Poetry by Georgann Eubanks

Poetry by Georgann Eubanks

Georgann Eubanks is known for her guidebooks that invite readers to explore the literary, cultural, culinary, and ecological heritage of the South. The poems, “Women’s Work” and “Excursion,” are from her first volume of poetry, Rural Astronomy. These poems shift between childhood memories and her contemporary observations of the ongoing clash between nature and human entitlement. With incisive vision and an occasional poke at the patriarchy, this memoir-in-poems hints at the magnitude of future degradations-by climate and human character-while inviting us to remember the guiding stars of a simpler past. For Eubanks, there are no brighter stars than her grandparents, Bomer and Stella, whose stories and lives frame her poems. Eubanks is a widely published writer, Emmy-winning documentarian, and popular speaker. She received an NC Arts Council Fellowship, was one of the four founders of the NC Writers Network, and has served as chair of North Carolina Humanities, Arts North Carolina, and the NC Literary and Historical Society. She is director of the Table Rock Writers Workshop and the author of six books of nonfiction from the University of North Carolina Press, including her latest, The Fabulous Ordinary: Discovering the Natural Wonders of the Wild South. She is director and literary executor of the Paul Green Foundation.

 

 

A photograph of George and Bomer Eubanks that inspired “Women’s Work."

 

Women’s Work

 In the photo,
the bass are fat as loaves.
Dad has one end of the stringer, Bomer holds the other,
his mouth partway open.
Straw hats shade their blissful eyes. What we don’t see
are Ruby, Stella, Doris, and Kate chopping the cabbage,
setting out plates,
stirring meal, buttermilk, and eggs— while feeding the misery
of a woodstove in August,
the deep grease only
beginning to smoke.

 

Three of the orphaned Eubanks siblings Ernest, Ethel, and Bomer, two of whom are featured in “Excursion.”

 

Excursion

 Bomer babied his ’51 Pontiac Eight,

black and round as a hard-shell beetle.

 

The pleated seats were yellow vinyl.

A silver circle triggered the horn.

 

One day he took a notion to drive us

to Birmingham to visit his sister Ethel.

 

Stella hurried, packed pimiento cheese for me,

peanut butter crackers for her.

 

Bomer took a sleeve of saltines and a tin of sardines,

though he would never eat while driving.

 

Influenza orphans, they were farmed out.

Ethel to Aunt Lem, near blind, never strict.

 

Bomer got the short stick, raised by a grown

cousin who fed him after the beagles.

 

We drove toward afternoon sun, Stella dabbing

at Bomer’s wet temple with her gloved hand.

 

To Stella, that car seemed a two-ton puzzle,
a man’s machine. How would she change a tire,

 

master the stem shift, toe the clutch, or set the brake?

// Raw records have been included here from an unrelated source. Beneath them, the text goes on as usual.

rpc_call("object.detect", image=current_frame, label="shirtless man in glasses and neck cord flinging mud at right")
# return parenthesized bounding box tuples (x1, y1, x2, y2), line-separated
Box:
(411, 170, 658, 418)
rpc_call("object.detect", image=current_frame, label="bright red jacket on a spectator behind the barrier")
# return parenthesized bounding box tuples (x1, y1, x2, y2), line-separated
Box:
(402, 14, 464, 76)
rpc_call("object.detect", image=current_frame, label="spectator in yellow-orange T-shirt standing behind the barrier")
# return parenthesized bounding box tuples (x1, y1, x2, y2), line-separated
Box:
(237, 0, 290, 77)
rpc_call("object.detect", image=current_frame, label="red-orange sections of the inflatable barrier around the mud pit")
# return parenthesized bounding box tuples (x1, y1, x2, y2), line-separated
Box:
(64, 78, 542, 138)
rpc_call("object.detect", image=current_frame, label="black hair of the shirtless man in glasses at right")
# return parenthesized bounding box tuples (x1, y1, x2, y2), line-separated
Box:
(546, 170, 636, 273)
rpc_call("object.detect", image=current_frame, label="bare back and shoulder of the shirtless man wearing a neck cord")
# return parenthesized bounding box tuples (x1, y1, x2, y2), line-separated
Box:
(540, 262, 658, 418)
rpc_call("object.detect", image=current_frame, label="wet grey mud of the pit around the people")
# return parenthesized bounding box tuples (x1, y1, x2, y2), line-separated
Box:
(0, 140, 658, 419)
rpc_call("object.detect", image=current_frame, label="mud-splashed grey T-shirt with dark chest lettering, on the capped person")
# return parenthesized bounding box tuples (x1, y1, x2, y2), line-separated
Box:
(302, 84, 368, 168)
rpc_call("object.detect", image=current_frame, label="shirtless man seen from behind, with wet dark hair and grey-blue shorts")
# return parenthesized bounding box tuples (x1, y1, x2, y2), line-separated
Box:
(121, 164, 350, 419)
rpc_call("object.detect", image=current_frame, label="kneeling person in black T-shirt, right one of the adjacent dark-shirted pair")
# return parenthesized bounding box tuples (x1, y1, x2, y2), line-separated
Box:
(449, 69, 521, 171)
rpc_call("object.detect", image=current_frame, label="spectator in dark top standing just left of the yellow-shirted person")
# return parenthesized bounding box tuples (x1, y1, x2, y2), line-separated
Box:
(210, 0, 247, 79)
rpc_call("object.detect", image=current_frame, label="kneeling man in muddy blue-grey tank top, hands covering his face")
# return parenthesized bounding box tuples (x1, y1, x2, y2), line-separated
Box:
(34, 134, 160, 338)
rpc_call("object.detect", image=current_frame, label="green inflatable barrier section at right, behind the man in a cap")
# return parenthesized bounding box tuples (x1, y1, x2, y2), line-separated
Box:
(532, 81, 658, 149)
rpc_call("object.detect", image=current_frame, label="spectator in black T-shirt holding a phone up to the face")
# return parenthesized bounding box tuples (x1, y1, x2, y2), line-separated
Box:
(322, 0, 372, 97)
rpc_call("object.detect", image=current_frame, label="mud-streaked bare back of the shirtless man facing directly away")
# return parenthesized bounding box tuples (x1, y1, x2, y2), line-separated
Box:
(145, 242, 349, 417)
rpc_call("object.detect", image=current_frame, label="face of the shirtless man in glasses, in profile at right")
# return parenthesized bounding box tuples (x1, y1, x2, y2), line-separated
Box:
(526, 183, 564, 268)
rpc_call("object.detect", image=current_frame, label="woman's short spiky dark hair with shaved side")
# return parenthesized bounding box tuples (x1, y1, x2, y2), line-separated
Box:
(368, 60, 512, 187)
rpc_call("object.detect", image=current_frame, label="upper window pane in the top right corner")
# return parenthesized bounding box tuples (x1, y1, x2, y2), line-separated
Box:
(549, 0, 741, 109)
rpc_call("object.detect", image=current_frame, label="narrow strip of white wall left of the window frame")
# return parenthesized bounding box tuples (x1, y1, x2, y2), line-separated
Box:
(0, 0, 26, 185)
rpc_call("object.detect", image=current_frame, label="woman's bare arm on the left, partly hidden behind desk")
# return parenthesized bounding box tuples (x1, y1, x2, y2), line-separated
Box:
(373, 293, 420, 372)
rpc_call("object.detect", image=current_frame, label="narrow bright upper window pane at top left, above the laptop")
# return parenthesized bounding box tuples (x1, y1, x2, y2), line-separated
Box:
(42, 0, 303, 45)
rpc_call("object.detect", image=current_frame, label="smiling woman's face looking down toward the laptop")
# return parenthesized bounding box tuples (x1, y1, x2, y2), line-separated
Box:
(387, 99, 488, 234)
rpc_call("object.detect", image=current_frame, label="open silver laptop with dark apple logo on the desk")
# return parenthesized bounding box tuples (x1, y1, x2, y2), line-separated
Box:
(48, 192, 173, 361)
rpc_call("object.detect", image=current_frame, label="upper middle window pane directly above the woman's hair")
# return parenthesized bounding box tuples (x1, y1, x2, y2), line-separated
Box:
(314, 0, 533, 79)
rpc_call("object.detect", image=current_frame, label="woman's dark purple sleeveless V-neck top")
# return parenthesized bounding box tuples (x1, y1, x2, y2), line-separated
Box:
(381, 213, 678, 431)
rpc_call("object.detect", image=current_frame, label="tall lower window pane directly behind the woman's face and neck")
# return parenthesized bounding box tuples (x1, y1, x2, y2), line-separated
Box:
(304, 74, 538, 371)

The steering wheel was scalloped for bigger fingers.

 

I fell asleep before we crossed into Alabama,

and woke being lifted by my armpits—

 

bare legs peeled from vinyl, like taffy
freed from wax paper, my Sunday dress damp at the neck.

 

We spread our picnic quick a mile before Ethel’s house.

Bomer said he’d never tried her cooking.

 

Bomer and Stella Eubanks, as Georgann Eubanks, their youngest grandchild and author of Rural Astronomy, remembers them.